Other features that make it a great headline type include some nifty ligatures of the ball terminals, about 100 extra beyond “fi” and “fl” including those shown below — “ra” “ch” “es”. Another awesome feature — an entire second set of uppercase, lowercase, and numerals with slightly different contours under an OpenType stylistic alternate option. This can increase the hand drawn quality by introducing variation among letterforms.

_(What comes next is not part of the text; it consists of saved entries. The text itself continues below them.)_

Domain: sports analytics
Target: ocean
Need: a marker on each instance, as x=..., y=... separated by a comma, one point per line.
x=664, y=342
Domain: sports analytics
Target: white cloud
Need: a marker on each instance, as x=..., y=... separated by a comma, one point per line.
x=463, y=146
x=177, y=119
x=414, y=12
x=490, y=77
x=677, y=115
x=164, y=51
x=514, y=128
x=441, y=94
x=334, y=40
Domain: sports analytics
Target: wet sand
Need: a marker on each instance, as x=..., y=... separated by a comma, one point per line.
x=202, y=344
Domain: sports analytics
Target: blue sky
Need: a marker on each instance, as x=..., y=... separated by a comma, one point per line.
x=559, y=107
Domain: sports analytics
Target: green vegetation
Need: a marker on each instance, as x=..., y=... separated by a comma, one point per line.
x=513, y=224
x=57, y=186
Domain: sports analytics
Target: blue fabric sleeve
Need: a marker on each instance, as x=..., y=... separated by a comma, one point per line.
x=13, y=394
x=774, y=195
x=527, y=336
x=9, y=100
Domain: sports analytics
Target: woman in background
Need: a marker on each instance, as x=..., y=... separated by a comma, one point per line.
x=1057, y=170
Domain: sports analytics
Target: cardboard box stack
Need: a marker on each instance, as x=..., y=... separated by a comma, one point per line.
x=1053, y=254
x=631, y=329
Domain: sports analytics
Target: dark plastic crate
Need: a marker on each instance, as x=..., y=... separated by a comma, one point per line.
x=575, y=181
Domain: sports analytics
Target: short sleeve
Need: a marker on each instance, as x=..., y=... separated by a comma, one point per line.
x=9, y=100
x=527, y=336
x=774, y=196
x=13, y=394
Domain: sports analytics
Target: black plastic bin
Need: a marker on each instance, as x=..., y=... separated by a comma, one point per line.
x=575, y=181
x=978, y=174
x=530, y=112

And finally to round out the awesome goodness of Skitch — there are a set of Border Fonts and Ornament Fonts following the same solid, outline, and fill setup. Those can go a long way in helping set great looking headlines. Plus, check out those awesome ampersands and asterisks!
HVD Steinzeit
Foundry : HVD Fonts
Designer(s) : Hannes von Döhren
Cost: FREE
Let’s keep with the hand drawn, multi-layered theme but in a completely different style. These rough block letters are crude cut-outs with a ransom letter look. It’d be perfect for band posters or a kids book — those are two really different things which is why I think this typeface is a good choice to have in the toolbox. There aren’t any fancy OpenType features like ligatures or alternates, but there’s a full set of punctuation and accented characters so that’s not holding it back. Take a look and see what you can do with it!